Selling online and socially

Online property search portals, and real estate companies have both driven and responded to this trend, offering an increased number of services online and through social media, and ensuring that their websites are user-friendly and show all the latest stock.

“People want to be able to define the terms of their interactions with brands, products and services,” says Dyer. “Estate agents are ensuring that they have a strong online and social media presence, and that they can speak to their clients and customers the way that they want to be spoken to. ooba, for instance, allows clients to make their home loan application face to face, telephonically or online.”

While most agencies in South Africa have decent websites and have begun to offer expanded online offerings, some are leading with innovative new digital offerings, following global trends. For instance, ooba now offers clients a live chat option to chat online directly with a home finance expert during business hours.

“We're starting to see agencies with active social media profiles, responding to queries and promoting properties on Twitter,” says Dyer. “A personal referral from a friend is still the most likely way for an estate agent to gain business, but now 'personal' can mean digital, and 'friend' can mean any of your Twitter followers who see your query.”

Very much video

Some real estate companies are also starting to upload YouTube videos of the properties that they have on their books, to give a true-to-life sense of the property to save agents and buyers time. “For the time being, these videos are accessed primarily through the agent's site, but YouTube will increasingly become the first port of call for those looking for property,” says Dyer. “YouTube is already the world's second most popular search engine.”

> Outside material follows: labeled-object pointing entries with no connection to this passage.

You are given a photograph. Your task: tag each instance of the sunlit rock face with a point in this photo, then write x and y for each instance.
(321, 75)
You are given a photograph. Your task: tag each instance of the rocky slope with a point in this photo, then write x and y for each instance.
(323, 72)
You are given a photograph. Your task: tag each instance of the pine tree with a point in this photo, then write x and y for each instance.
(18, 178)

Touch screen application forms on iPads and further interaction on Twitter and Facebook are all also seeing growth.

Mobile movers

Another area of particular focus for the technically-proficient agent is mobility. In the Mobility 2011 research project by World Wide Worx, it was revealed that 39% of urban South Africans are now browsing the internet on their cell phones – a number likely to have increased significantly by now. This being the case, real estate companies now have to offer well-thought-out mobile versions of their web presences.

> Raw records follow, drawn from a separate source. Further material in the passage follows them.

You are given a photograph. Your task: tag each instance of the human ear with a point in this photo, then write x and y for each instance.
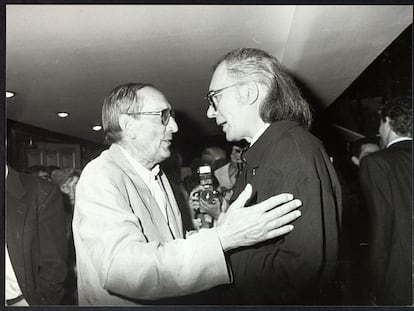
(64, 188)
(250, 92)
(355, 160)
(125, 124)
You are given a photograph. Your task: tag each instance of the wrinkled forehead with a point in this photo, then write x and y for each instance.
(236, 149)
(220, 77)
(153, 100)
(369, 148)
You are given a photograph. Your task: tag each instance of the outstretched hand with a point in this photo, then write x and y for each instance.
(241, 226)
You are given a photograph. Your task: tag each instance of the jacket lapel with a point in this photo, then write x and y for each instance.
(143, 193)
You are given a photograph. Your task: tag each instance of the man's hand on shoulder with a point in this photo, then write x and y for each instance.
(241, 226)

“Any link in the property market chain has to provide online and mobile services, says Dyer. “Everything needs to be adjusted for mobile viewing, to avoid customer frustration and to appeal to technically-savvy younger buyers.”

ooba has made the new version of its website responsive to mobile devices so that users can search for content, calculate their bond repayments or even apply for a home loan wherever they are and on whatever device they are comfortable.

This is the way that property sales and financing are headed, and as younger and more technically proficient people enter the market, these kinds of services will continue to grow and develop.